Хасан показал на черный зев подвала, я спустился первым, прикидывая, не здесь ли общий могильник?
Бандюга спустился за мной, молотка в руках у него не было, а автомат болтался далеко за спиной. Он пошел вперед по гнусно-мрачному земляному лазу, пахнуло вековой плесенью, шампиньонами и молодыми крысами. Мы прошли шагов десять или пятнадцать, пригибаясь все ниже и ниже. «Просторная могилка!» — подумал я, принюхиваясь. Наконец впереди забрезжило. Мы очутились под бревенчатыми сводами, нора наподобие землянки. Да-да, в три наката. Свет пробивался сквозь длинную и узкую щель-бойницу. В этой яме я наконец увидел Салмана Радуева. Бывший инструктор Чечено-Ингушского обкома ВЛКСМ и специалист народного хозяйства, был сейчас не в «генеральской», а в камуфляжной форме. Высокое положение обозначала лишь черная обтягивающая шапка с зеленой лентой и замысловатой серебристой вязью. Он оказался низкорослым, как небольшая горилла, и, естественно, обросшим длинной бородой, усами и патлами. Все сидели на табуретках. Кроме Шамиля, здесь были уже знакомые мне сириец Джамаль, хмурый пакистанец Алихан и еще лицо русской национальности, побитое то ли ударами, то ли оспой: сплошь бугристое. У таких людей ломовой характер сочетается с безнадежной внутренней потребностью стать наконец порядочным. На шее у него болтался «АКМ», на котором отдыхали огромные, в синей живописи руки.
— Салман, вот это тот самый журналист, — представил меня Радуеву Шамиль.
— Очень захотел найти меня? — спросил Радуев. — А я только что послал к ишакам ваших парламентеров. Они предлагали ультиматум. Чтобы мы сдались… Ты ему все объяснил? — повернулся Салман к Раззаеву.
Шамиль кивнул.
— Тогда, извини, мне некогда. Надо выстраивать оборону, чтобы, как только сунутся федералы, выпустить им кишки. Шамиль, остаешься здесь, на КП.
Радуев и Алихан ушли.
Только сейчас, когда лучи солнца сквозь бойницы брызнули на лицо Шамиля, я удивился буквально фатальным переменам в нем. Совершенно незнакомый человек стоял передо мной. Камуфляжный костюм, черный тулуп — эта привычная одежда давно выела глаза. Раззаев изменился внутренне, а значит, по воле Всевышнего должна измениться и душа. Исступленная вера в победу, ненависть и презрение к врагу наложили на лицо отпечаток неистовости, монашеской отреченности, впалые скулы, черная поросль неухоженной бороды, глаза, сжигающие его самого…
О чем он думал, страдал ли или давно отдал свою жизнь на откуп Аллаху, посчитав, что получена индульгенция на «священный террор»?
— Да, — ответил я, — мне бы хотелось позвонить своему редактору.
— Пожалуйста, вот аппарат, — вежливо показал на телефон спутниковой связи Раззаев. — Только боюсь, что вы не успеете.

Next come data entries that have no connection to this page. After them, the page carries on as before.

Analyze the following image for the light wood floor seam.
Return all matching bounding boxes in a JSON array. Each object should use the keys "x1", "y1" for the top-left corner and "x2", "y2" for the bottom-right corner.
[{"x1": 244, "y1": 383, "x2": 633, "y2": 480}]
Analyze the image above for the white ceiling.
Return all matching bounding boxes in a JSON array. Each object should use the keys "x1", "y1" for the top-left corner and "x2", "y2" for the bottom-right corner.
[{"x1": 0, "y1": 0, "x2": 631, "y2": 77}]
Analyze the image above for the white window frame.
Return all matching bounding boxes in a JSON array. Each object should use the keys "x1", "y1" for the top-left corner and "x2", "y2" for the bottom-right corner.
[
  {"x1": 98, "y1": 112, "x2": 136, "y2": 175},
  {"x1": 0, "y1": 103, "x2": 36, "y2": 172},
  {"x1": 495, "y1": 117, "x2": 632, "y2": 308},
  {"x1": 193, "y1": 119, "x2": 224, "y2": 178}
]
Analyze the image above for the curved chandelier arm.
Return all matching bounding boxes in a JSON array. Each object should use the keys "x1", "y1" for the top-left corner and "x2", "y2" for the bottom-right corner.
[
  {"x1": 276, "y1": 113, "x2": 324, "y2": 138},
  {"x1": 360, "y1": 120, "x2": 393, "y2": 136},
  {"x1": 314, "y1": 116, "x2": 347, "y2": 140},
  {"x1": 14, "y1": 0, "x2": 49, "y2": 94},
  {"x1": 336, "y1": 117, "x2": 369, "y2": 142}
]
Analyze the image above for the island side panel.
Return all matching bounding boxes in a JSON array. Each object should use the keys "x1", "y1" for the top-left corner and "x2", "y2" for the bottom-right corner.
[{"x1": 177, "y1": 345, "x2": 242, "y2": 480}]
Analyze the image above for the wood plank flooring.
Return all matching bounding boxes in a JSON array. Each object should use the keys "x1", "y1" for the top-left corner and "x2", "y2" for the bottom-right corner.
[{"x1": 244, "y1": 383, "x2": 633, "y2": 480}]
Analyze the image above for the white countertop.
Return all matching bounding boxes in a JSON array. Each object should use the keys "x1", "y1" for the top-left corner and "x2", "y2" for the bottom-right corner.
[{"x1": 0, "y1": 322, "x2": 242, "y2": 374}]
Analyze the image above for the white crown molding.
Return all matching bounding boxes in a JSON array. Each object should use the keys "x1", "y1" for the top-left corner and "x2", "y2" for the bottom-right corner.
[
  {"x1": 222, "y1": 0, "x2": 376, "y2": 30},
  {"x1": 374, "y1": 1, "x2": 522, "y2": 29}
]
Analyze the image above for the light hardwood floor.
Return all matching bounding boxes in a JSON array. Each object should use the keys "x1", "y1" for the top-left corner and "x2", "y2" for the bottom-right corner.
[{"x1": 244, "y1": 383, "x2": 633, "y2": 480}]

— Почему? — искренне спросил я.
Раззаев посмотрел на часы:
— Люблю точное время, когда минутная стрелка доползает до двенадцати… Итак, господа журналисты (тут я увидел выползающего из темного угла паренька с широким чулком вместо шапки на голове), ровно через три минуты начнется небывалое в истории побоище. Да, мы отказались сдаваться без всяких условий, и теперь все станут свидетелями так называемых жестких мер.

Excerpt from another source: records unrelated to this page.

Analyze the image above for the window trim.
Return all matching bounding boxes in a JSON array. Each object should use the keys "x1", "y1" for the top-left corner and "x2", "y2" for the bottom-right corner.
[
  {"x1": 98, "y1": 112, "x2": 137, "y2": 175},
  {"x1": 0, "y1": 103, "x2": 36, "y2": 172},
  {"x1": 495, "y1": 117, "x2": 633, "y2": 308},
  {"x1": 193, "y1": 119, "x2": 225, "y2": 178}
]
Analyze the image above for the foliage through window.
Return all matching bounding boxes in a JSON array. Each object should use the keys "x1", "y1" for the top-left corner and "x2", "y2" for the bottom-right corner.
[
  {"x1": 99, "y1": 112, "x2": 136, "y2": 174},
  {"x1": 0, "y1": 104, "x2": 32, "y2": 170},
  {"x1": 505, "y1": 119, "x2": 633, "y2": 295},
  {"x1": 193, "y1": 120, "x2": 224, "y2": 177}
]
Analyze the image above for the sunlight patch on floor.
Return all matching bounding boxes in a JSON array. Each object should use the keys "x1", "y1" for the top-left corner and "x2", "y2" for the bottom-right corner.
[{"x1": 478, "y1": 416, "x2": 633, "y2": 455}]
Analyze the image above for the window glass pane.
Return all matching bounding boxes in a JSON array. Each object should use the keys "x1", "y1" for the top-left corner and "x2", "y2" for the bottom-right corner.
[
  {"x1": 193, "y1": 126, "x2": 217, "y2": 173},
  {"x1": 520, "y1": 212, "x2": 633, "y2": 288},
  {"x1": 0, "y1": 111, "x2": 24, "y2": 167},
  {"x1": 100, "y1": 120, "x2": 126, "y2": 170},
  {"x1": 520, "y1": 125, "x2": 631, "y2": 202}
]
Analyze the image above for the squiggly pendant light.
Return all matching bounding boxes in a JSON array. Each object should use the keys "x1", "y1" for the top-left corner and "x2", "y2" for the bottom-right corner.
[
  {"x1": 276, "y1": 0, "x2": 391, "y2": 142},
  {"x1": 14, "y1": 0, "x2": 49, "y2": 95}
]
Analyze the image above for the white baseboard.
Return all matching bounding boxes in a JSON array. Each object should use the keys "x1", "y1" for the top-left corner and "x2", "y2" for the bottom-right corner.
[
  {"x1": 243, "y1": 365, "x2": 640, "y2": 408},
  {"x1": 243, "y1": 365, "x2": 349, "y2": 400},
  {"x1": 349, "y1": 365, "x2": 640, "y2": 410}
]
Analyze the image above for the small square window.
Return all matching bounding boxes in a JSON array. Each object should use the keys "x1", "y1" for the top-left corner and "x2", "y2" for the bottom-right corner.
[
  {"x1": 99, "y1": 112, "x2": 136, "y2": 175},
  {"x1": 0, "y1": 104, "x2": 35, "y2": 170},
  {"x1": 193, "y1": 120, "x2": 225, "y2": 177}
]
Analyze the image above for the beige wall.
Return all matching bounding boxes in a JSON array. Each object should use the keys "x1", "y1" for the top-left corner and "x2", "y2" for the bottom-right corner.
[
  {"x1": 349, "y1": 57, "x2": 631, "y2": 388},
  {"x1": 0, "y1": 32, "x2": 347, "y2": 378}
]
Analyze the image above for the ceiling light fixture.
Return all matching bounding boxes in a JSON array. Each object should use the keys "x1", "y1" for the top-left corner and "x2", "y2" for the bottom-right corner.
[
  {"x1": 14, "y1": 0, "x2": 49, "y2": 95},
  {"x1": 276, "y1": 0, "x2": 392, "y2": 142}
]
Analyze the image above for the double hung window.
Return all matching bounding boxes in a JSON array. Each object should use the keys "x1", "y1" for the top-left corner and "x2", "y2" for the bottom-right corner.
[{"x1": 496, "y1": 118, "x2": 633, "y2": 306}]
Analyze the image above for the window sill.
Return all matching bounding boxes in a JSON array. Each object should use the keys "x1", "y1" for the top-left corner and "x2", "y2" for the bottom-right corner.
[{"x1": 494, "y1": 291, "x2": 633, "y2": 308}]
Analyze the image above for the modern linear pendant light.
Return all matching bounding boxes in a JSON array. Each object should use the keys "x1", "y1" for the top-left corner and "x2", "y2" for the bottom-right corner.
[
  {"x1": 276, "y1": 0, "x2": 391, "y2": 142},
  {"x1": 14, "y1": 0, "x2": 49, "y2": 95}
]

Ох, и поднаторел Шома в ораторском искусстве… Сказал бы он, сколько душ загублено по его вине.
Тем не менее я быстро воспользовался телефоном. Трубку долго никто не брал, и я уже усомнился в том, что переговорю с редактором, как послышался родной голос:
— Володька, ты? Говори, что нового?
— Встречался с заложниками. Содержат их нормально. Благодарны за хорошее отношение. Говорят, что делятся с ними последним куском хлеба…
— Ясно… — пробурчал за тысячу километров Сидоренко. — Синдром благодарного раба, которого оставили в живых…

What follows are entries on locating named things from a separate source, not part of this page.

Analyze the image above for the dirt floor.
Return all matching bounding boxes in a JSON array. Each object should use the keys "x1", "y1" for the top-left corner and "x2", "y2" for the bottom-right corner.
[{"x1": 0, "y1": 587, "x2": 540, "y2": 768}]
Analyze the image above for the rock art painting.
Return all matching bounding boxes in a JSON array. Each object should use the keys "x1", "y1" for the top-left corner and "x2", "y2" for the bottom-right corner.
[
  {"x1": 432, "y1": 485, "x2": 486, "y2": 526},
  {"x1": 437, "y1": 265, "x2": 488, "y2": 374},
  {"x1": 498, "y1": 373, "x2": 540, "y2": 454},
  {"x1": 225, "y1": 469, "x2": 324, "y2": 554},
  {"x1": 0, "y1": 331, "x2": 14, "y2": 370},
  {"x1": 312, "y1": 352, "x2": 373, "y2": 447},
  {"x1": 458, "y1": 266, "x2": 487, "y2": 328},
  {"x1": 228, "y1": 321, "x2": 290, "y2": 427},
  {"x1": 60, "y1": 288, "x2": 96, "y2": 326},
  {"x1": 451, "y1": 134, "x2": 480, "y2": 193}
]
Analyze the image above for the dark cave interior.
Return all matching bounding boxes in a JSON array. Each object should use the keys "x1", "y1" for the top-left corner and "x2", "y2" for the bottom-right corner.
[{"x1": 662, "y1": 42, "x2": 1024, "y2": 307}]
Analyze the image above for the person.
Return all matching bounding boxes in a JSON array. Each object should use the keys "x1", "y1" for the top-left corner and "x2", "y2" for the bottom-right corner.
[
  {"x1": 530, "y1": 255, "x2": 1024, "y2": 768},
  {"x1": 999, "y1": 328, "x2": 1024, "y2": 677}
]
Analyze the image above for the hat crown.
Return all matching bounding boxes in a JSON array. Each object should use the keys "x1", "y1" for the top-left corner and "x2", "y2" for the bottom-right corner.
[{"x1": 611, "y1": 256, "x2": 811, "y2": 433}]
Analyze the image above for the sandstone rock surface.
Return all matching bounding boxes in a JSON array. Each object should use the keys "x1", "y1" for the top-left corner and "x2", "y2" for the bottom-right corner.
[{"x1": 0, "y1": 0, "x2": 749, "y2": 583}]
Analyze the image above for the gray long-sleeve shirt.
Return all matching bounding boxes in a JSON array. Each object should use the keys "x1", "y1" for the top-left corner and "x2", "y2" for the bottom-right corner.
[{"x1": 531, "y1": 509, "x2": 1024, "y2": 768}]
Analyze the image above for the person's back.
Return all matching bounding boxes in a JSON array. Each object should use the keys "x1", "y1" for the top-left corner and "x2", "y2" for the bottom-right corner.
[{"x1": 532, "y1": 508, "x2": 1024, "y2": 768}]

— Видел и милиционеров, — продолжил я и тут вспомнил о переданной записке. Но я не мог ее даже достать — не то что прочитать. Что в ней написано? Все что угодно — в том числе и прямая провокация свихнувшегося от страха человека. Но в это не хотелось верить.
И тут по небу прокатился тугой звук, разжимая пространство, распарывая неестественную тишину застывшего села. Шамиль глянул на часы:
— Все точно по расписанию. Господин Раевский, артподготовка федералов к вашим услугам. Пишите, запоминайте.
Мой шеф в трубке тоже услышал выстрел из орудия.